Haggis Smuggling Soon, but Not This Year?
Arrangements to bring them haggis south from Scotland next week to the Burns Supper at Milton Malsor are proceeding without any need for smuggling ... not so lucky elsewhere in the world it seems from the Press Release fielded in New Zealand by Household Member Dr Hans Maurer and reproduced below.
The guest list acceptance file is growing daily, and now includes Park cousins from Bedfordshire and Household Members from Canada and Guernsey as well as north and south of the border.
Expatriate Scots Forced Into Haggis Smuggling
Expatriate Scots from the U.S. to Australia are being forced into the shadowy world of international haggis smuggling to ensure the real McCoy arrives at the dinner table for the traditional Burns Night Supper.
The January 25 knees-up in honor of Scotland's best-loved bard, Robert 'Rabbie' Burns, is celebrated across the globe by the millions who trace their roots back to the ancient Highland nation. But the real centerpiece of the whisky-fuelled supper -- the haggis, lauded in Burns' earthy address to the 'great chieftain o' the puddin' race' -- is often left out in the cold because of import bans on its offal-based ingredients.
Refusing to see a 200-year-old ceremony succumb to the 21st century's taste for food scares, many haggis lovers aching for the authentic taste of their homeland are setting up their own clandestine shipments.
"We tell all our customers about the bans, but once they've bought a haggis, it's up to them. I'm sure many haggis find their way through customs in the bottom of suitcases," said Edinburgh-based haggis aficiando Jo Macsween. Her family-run business, seen by many as being to haggis what Haagen Dazs is to ice cream, has been working flat out since the beginning of December for the biggest night in the haggis calendar.
But Scots in America, Canada, Australia, New Zealand, Japan, China and Switzerland will never see a juicy Scottish haggis on supermarket shelves due to import bans on the dish, traditionally made from boiled up lamb, beef and oatmeal stuffed into a cow's intestine.
There have even been requests to send food parcels to addresses in France near the border with Switzerland for haggis-hungry Swiss to pick up in secret.
"There is huge demand in the U.S. But half of me is almost happy the ban is there -- otherwise we wouldn't be able to cope," Macsween said. Haggis hybrids have started to emerge as a result of the authorities' distaste for offal, including hugely popular vegetarian numbers and even a U.S. 'Hawaiian-style' haggis made of a deboned chicken stuffed with pineapple and ham, Macsween said.
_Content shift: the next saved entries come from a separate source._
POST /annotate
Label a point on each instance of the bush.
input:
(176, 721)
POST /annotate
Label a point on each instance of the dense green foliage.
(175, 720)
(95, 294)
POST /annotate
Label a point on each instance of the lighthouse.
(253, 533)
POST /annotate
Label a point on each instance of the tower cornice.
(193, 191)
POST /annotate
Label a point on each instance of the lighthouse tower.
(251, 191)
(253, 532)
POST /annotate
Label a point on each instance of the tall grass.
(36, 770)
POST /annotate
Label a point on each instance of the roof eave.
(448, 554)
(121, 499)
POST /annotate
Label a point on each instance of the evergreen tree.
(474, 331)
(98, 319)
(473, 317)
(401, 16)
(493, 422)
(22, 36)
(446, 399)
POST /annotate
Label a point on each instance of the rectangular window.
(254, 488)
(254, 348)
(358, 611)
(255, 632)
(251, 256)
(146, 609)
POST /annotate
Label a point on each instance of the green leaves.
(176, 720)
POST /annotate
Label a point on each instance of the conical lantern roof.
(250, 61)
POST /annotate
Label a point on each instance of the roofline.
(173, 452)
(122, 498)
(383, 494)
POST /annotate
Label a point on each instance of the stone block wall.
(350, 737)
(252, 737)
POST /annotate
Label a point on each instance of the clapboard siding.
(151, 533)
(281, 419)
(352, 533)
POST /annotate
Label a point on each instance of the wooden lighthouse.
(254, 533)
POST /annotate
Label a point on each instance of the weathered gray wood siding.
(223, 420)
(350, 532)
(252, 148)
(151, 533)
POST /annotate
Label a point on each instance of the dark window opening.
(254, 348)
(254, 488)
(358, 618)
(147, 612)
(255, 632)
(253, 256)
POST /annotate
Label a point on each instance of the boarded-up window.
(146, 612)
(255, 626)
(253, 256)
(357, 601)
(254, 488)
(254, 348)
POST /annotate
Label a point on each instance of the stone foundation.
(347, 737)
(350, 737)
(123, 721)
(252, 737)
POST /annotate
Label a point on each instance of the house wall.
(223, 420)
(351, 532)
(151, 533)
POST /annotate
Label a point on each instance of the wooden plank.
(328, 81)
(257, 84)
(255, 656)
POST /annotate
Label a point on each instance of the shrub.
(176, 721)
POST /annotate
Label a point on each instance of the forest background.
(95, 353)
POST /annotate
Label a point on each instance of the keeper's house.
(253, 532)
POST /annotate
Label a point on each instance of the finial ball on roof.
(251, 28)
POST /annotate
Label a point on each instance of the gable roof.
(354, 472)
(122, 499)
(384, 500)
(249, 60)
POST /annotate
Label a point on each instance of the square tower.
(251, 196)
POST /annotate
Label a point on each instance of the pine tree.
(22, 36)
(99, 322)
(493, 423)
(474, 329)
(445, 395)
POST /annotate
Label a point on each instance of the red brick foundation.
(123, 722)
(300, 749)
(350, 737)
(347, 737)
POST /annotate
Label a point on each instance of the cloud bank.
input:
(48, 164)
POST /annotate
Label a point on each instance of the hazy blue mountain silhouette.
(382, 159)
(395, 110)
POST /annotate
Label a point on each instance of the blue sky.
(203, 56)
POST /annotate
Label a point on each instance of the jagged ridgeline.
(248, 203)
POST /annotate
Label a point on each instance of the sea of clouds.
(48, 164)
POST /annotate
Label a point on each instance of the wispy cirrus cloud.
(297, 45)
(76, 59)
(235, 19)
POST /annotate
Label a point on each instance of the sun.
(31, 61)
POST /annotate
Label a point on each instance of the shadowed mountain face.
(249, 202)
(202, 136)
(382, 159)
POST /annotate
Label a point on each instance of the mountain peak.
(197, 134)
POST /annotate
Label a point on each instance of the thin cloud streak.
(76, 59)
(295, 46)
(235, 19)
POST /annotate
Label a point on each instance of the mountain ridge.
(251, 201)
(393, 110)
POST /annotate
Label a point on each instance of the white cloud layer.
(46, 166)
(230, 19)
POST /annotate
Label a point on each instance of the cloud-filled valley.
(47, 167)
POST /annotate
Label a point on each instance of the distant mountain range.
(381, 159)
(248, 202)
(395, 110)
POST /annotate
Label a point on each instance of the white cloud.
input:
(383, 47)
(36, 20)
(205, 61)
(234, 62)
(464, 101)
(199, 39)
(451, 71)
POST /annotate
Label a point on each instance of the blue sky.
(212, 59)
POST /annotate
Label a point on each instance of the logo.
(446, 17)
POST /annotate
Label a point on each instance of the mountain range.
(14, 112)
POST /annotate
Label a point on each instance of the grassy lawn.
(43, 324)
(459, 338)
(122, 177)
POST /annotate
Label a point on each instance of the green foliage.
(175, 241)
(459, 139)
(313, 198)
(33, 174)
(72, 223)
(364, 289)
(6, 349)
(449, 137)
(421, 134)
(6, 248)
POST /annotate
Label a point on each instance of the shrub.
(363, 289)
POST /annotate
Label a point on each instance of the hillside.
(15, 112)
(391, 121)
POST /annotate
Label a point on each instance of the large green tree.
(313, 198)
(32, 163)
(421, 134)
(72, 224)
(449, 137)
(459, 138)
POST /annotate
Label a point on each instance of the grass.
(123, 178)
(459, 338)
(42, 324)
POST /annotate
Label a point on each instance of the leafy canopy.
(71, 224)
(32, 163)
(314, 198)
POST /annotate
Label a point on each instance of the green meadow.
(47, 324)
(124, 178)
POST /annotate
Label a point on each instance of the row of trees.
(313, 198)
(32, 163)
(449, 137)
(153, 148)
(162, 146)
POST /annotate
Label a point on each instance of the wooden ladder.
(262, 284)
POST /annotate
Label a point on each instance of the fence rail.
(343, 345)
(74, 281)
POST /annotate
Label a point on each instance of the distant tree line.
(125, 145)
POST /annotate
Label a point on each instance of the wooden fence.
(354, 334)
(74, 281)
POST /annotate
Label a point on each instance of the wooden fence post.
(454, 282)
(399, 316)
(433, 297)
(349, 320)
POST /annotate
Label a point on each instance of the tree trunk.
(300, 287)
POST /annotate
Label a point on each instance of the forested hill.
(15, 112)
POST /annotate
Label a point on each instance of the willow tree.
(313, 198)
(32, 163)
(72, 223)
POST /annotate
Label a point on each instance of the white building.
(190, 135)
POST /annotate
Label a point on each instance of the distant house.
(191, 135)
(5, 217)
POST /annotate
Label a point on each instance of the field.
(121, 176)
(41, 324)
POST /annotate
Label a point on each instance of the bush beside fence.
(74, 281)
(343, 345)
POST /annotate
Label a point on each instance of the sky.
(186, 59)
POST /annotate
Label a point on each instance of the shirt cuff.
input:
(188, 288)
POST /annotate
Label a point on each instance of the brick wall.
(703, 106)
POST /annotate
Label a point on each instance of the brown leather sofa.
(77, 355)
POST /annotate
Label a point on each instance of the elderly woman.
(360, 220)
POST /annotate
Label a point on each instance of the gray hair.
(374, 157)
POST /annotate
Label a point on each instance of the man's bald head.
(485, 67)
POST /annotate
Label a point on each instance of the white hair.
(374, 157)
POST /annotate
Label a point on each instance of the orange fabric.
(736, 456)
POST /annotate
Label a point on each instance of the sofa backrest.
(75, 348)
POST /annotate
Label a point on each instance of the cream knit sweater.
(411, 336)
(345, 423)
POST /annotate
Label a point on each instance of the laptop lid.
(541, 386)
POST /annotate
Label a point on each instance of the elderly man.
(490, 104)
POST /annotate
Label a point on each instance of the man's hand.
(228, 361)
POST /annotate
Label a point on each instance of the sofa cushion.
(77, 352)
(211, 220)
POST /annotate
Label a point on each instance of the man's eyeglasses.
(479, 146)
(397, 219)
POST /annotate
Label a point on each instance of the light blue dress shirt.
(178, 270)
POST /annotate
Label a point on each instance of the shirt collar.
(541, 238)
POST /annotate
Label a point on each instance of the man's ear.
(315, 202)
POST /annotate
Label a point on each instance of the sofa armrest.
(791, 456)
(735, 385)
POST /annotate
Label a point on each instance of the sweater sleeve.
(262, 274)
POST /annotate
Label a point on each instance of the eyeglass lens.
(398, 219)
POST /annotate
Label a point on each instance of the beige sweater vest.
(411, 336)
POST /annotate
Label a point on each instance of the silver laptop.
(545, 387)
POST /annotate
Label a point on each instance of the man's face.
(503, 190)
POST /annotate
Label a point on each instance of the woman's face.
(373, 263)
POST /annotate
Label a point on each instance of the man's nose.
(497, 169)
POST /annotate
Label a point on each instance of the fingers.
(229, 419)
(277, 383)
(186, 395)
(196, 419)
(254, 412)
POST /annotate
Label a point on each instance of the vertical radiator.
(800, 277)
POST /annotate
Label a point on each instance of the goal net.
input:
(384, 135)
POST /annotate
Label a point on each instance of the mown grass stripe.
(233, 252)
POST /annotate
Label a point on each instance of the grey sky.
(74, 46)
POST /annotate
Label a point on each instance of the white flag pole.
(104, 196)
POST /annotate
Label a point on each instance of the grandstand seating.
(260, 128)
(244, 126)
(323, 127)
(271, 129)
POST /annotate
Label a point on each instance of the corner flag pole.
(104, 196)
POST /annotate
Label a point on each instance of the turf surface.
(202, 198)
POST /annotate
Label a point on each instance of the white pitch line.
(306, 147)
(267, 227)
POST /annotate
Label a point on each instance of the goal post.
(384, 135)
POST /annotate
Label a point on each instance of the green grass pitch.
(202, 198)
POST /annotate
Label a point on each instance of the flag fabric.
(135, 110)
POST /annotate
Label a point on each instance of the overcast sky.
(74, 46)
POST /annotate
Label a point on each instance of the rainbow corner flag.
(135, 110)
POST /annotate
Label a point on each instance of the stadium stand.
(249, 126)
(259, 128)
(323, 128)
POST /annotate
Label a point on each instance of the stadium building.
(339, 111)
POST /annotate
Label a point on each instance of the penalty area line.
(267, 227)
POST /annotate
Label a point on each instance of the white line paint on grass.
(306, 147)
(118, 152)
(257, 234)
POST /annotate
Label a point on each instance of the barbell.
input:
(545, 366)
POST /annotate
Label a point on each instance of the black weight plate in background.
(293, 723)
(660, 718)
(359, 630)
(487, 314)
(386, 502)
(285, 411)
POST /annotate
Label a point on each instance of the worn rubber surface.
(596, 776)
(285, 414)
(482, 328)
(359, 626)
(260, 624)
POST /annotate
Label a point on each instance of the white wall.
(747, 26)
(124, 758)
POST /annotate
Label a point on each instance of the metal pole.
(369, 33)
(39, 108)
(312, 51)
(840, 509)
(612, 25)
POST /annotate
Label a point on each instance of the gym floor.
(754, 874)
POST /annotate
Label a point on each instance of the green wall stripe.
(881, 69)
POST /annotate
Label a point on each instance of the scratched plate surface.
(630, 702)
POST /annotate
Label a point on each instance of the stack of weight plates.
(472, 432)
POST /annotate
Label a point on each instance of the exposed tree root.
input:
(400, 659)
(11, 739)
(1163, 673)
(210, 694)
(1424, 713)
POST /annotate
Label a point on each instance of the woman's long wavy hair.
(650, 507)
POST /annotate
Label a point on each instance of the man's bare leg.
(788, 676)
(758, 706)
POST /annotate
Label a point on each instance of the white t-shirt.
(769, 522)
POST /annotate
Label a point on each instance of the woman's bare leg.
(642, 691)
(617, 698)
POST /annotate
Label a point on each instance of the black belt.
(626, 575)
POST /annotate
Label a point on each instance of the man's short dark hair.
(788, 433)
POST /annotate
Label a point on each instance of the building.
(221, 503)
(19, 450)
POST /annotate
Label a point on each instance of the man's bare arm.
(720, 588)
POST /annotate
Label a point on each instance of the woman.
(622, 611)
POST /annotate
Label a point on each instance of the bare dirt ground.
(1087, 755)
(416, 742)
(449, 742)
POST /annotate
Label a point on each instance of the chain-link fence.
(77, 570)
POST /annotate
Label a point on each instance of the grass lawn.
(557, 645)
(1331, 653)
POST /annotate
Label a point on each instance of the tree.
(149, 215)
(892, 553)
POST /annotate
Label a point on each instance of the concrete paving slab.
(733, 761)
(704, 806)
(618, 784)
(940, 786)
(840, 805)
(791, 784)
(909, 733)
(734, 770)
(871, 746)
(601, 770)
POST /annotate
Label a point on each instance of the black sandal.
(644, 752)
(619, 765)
It has also opened up a lucrative market for local haggis makers. Charles Lamb, an Oregon-based butcher, is doing a roaring trade in U.S. Department of Agriculture-approved dishes, but says it's a shame Americans can't taste the real thing. "Everything that's in a haggis is in a hotdog," Lamb said. And if public paranoia over what is and is not safe to eat should ever threaten the haggis' existence in its homeland?
"If they did anything to ban haggis, Scotland would rise again. You can't tamper with our national dish," Macsween said.